Las escuelas N° 7733 y N° 42 de Puerto Madryn continúan atravesando serios problemas edilicios que afectan directamente la continuidad del ciclo lectivo. La falta de calefacción, las clases desdobladas en sedes alternas y la ausencia de información oficial clara han generado un clima de malestar entre las familias, que ya comenzaron a organizarse para exigir soluciones concretas.
ESCUELA 7733
En la Escuela N° 7733, que no cuenta con edificio propio, la situación se ha agravado con la llegada del frío. En un intento de sostener la presencialidad, los estudiantes son derivados a distintos espacios como el SUTERH, la Escuela N° 46 y el Colegio de Enfermeros, e incluso se implementan clases virtuales. Pero estos parches temporales no alcanzan: el edificio utilizado como sede (la Escuela 46) tampoco cuenta con calefacción adecuada y se recurre al uso de caloventores, lo que resulta insuficiente y riesgoso.

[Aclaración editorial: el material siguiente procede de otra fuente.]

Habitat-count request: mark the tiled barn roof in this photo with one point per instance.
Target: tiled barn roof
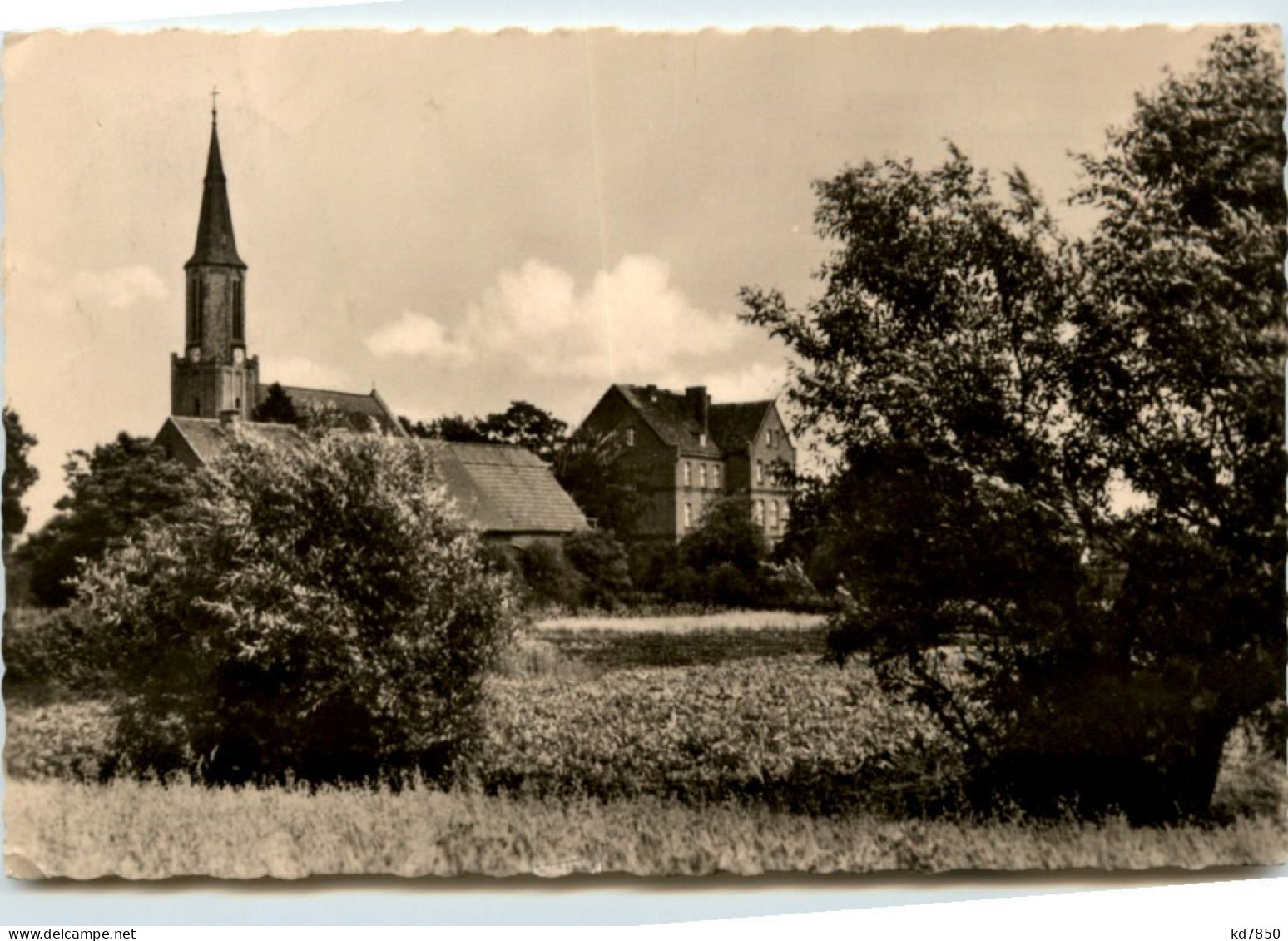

A pesar de que las clases para el turno mañana de la 7733 no fueron suspendidas para el viernes 30 de mayo —según una comunicación del equipo directivo—, las familias denuncian que continúa la citación de estudiantes a espacios inadecuados. Por esta razón, padres y madres autoconvocados se concentrarán este viernes entre las 7:30 y las 8:30 horas en la puerta de la Escuela N° 46, con el objetivo de recolectar firmas y presentar una nota dirigida directamente a la Supervisión Escolar. La exigencia es clara: que se suspendan las clases hasta que existan condiciones mínimas de seguridad y que se defina un espacio digno y calefaccionado para los estudiantes.
ESCUELA 42
Por otra parte, la Escuela N° 42 también se encuentra sin actividad escolar debido a que Camuzzi retiró el medidor de gas tras detectar una pérdida en el edificio. Lo preocupante es que la comunidad educativa no fue informada oficialmente de esta situación. Padres y madres se enteraron a través de comentarios de estudiantes del Instituto Superior de Formación Docente, que comparte el edificio. Incluso trascendió que hubo casos de niños descompuestos por el fuerte olor que se percibía en el lugar, aunque esta información no fue confirmada por las autoridades, quienes, según testimonios, reciben presiones para no difundir detalles del problema.
La falta de respuestas claras desde las direcciones escolares y la Supervisión genera un creciente malestar entre las familias, que ya evalúan nuevas acciones para visibilizar el conflicto. Mientras tanto, los estudiantes siguen sin clases o expuestos a condiciones inadecuadas, en un contexto que pone en evidencia una grave desatención por parte del Estado en materia de infraestructura escolar.